COS 131-2
Assessing ecological niche models for species occurrence data with biases and/or errors

Friday, August 15, 2014: 8:20 AM
Regency Blrm A, Hyatt Regency Hotel
Sara Varela, Department of Ecology, Charles University, Prague, Czech Republic
Background/Question/Methods

Open-access databases can store an enormous amount of information about species occurrences, which should be leveraged for analyzing global patterns of biodiversity. However, to do this effectively we must overcome problems derived from both the biases and errors contained in these databases. We tested which ecological niche modelling methods produce better predictions when calibrated with data samples that have i) biases, and ii) biases and errors. We tested two different methods, one complex, Maxent, and one simple, Bioclim.

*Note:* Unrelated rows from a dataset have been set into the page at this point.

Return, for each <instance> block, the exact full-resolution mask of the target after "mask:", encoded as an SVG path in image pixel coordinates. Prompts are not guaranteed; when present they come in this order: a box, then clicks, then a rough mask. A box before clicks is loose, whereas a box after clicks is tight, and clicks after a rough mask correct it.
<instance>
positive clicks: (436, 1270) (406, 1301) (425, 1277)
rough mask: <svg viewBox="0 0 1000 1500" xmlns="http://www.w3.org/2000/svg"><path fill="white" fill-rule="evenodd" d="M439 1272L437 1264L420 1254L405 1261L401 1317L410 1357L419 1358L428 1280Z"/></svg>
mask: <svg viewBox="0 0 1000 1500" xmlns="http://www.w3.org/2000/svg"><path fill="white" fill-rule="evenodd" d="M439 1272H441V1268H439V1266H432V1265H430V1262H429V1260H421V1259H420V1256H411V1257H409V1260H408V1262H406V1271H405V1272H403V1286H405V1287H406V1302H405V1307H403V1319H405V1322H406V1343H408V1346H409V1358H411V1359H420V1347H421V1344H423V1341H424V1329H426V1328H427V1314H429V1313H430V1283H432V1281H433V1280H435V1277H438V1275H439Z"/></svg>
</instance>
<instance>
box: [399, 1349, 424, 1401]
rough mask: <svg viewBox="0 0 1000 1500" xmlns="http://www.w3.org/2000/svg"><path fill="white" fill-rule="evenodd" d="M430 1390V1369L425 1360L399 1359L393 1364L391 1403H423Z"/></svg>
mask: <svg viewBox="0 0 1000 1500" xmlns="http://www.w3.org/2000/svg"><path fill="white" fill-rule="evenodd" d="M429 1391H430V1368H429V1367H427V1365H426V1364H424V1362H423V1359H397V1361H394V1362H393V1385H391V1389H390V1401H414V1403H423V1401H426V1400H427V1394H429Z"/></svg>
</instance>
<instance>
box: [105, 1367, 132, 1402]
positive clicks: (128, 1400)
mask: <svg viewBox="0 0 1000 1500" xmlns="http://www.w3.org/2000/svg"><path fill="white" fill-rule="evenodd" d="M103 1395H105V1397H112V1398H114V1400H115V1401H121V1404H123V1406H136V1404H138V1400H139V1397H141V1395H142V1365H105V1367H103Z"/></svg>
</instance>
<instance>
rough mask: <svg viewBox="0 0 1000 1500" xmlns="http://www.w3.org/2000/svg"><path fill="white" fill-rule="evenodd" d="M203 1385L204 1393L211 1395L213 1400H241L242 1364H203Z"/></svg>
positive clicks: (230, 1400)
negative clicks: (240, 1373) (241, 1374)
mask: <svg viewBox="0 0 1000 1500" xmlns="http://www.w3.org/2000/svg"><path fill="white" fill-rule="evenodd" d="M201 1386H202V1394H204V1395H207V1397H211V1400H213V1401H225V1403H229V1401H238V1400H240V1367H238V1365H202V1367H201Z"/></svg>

We created a virtual species, sampled its distribution with biases and errors, and calibrated the models with those samples.

Results/Conclusions

Results indicate that Bioclim produces better predictions than Maxent when calibrated with biased data sets. Bioclim does not overestimate the species’ range and is able to produce accurate predictions even when calibrated with small and biased data samples (25-50 points). However, when incorrect occurrences were included in the calibration samples, Bioclim over-predicted the species’ range. Our experiments indicate that in that case, Maxent predictions remain robust and provide accurate maps. Thus, if calibration data samples contain only biases, Bioclim provides better maps than Maxent. However, when samples include both biases and incorrect occurrences, Maxent models provide better results than Bioclim.